Showing 2 changed files with 176 additions and 14 deletions.
diff --git a/src/Python/MDP/SparseModel.cpp b/src/Python/MDP/SparseModel.cpp
@@ -68,7 +68,7 @@ void exportSparseModel() {
          "Since so much information can be extracted from the QFunction, lots\n"
          "of methods (mostly in Reinforcement Learning) try to learn it.\n"
          "\n"
-         "The difference between this class and the MDP::Model class is that\n"
+         "The difference between this class and the MDP.Model class is that\n"
          "this class stores transitions and rewards in sparse matrices. This\n"
          "results in a possibly slower access to individual probabilities and\n"
          "rewards, but immeasurably speeds up computation with some classes of\n"

diff --git a/src/Python/MDP/SparseRLModel.cpp b/src/Python/MDP/SparseRLModel.cpp
@@ -9,17 +9,179 @@ void exportSparseRLModel() {
     using namespace AIToolbox::MDP;
     using namespace boost::python;
 
-    class_<SparseRLModelBinded>{"SparseRLModel", init<const SparseExperience &, optional<double, bool>>()}
-        .def("setDiscount",                 &SparseRLModelBinded::setDiscount)
-        .def("getS",                        &SparseRLModelBinded::getS)
-        .def("getA",                        &SparseRLModelBinded::getA)
-        .def("getDiscount",                 &SparseRLModelBinded::getDiscount)
-        .def("getExperience",               &SparseRLModelBinded::getExperience, return_value_policy<reference_existing_object>())
-        .def("sync",                        static_cast<void(SparseRLModelBinded::*)()>(&SparseRLModelBinded::sync))
-        .def("sync",                        static_cast<void(SparseRLModelBinded::*)(size_t, size_t)>(&SparseRLModelBinded::sync))
-        .def("sync",                        static_cast<void(SparseRLModelBinded::*)(size_t, size_t, size_t)>(&SparseRLModelBinded::sync))
-        .def("sampleSR",                    &SparseRLModelBinded::sampleSR)
-        .def("getTransitionProbability",    &SparseRLModelBinded::getTransitionProbability)

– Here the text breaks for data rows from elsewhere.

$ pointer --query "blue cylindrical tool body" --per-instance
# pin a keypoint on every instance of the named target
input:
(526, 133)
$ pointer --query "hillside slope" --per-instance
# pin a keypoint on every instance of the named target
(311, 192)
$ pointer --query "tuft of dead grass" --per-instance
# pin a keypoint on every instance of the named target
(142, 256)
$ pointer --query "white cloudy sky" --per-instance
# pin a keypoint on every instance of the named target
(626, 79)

-        .def("getExpectedReward",           &SparseRLModelBinded::getExpectedReward)
-        .def("isTerminal",                  &SparseRLModelBinded::isTerminal);
+    class_<SparseRLModelBinded>{"SparseRLModel", 
+
+         "This class models Experience as a Markov Decision Process.\n"
+           "\n"
+         "Often an MDP is not known in advance. It is known that it can assume\n"

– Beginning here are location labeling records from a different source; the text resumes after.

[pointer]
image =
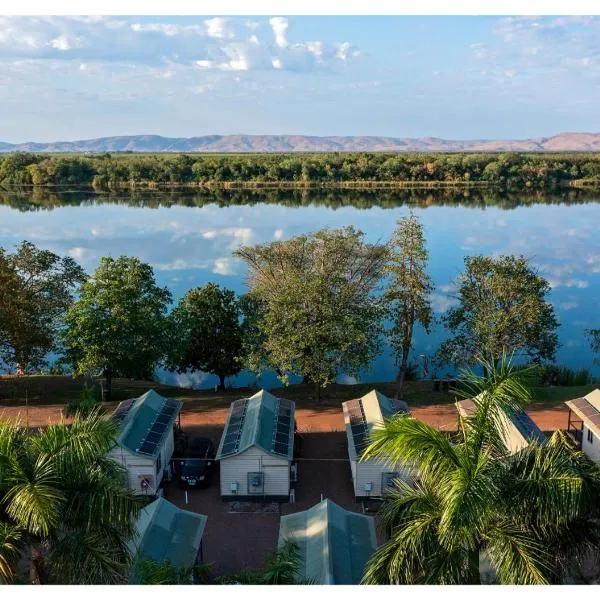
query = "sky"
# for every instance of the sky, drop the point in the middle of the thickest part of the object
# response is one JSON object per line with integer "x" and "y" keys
{"x": 68, "y": 78}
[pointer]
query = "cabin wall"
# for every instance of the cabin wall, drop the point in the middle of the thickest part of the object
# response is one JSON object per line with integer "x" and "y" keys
{"x": 137, "y": 468}
{"x": 276, "y": 475}
{"x": 372, "y": 471}
{"x": 590, "y": 448}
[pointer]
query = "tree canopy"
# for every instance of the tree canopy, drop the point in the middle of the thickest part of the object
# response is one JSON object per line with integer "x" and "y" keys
{"x": 502, "y": 308}
{"x": 118, "y": 324}
{"x": 36, "y": 289}
{"x": 63, "y": 504}
{"x": 408, "y": 290}
{"x": 208, "y": 334}
{"x": 476, "y": 512}
{"x": 319, "y": 309}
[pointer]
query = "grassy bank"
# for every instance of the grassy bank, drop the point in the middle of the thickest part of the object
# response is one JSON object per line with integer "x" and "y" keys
{"x": 45, "y": 390}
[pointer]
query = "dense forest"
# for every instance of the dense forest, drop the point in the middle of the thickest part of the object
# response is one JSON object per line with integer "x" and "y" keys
{"x": 47, "y": 198}
{"x": 103, "y": 171}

+         "a certain set of states, and that a certain set of actions are\n"
+         "available to the agent, but not much more. Thus, in these cases, the\n"

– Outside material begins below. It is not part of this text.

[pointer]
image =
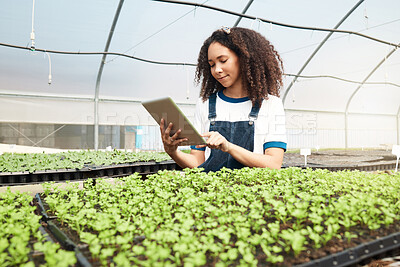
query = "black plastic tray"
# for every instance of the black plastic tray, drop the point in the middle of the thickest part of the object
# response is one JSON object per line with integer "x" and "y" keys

+         "goal is not only to find out the best policy for the MDP we have,\n"
+         "but at the same time learn the actual transition and reward\n"
+         "functions of such a model. This task is called 'reinforcement\n"
+         "learning'.\n"
+           "\n"
+         "This class helps with this. A naive approach to reinforcement\n"
+         "learning is to keep track, for each action, of its results, and\n"
+         "deduce transition probabilities and rewards based on the data\n"
+         "collected in such a way. This class does just this.\n"
+           "\n"
+         "This class normalizes an Experience object to produce a transition\n"
+         "function and a reward function. The transition function is\n"
+         "guaranteed to be a correct probability function, as in the sum of\n"
+         "the probabilities of all transitions from a particular state and a\n"
+         "particular action is always 1. Each instance is not directly synced\n"
+         "with the supplied Experience object. This is to avoid possible\n"
+         "overheads, as the user can optimize better depending on their use\n"
+         "case. See sync().\n"
+           "\n"
+         "A possible way to improve the data gathered using this class, is to\n"
+         "artificially modify the data as to skew it towards certain\n"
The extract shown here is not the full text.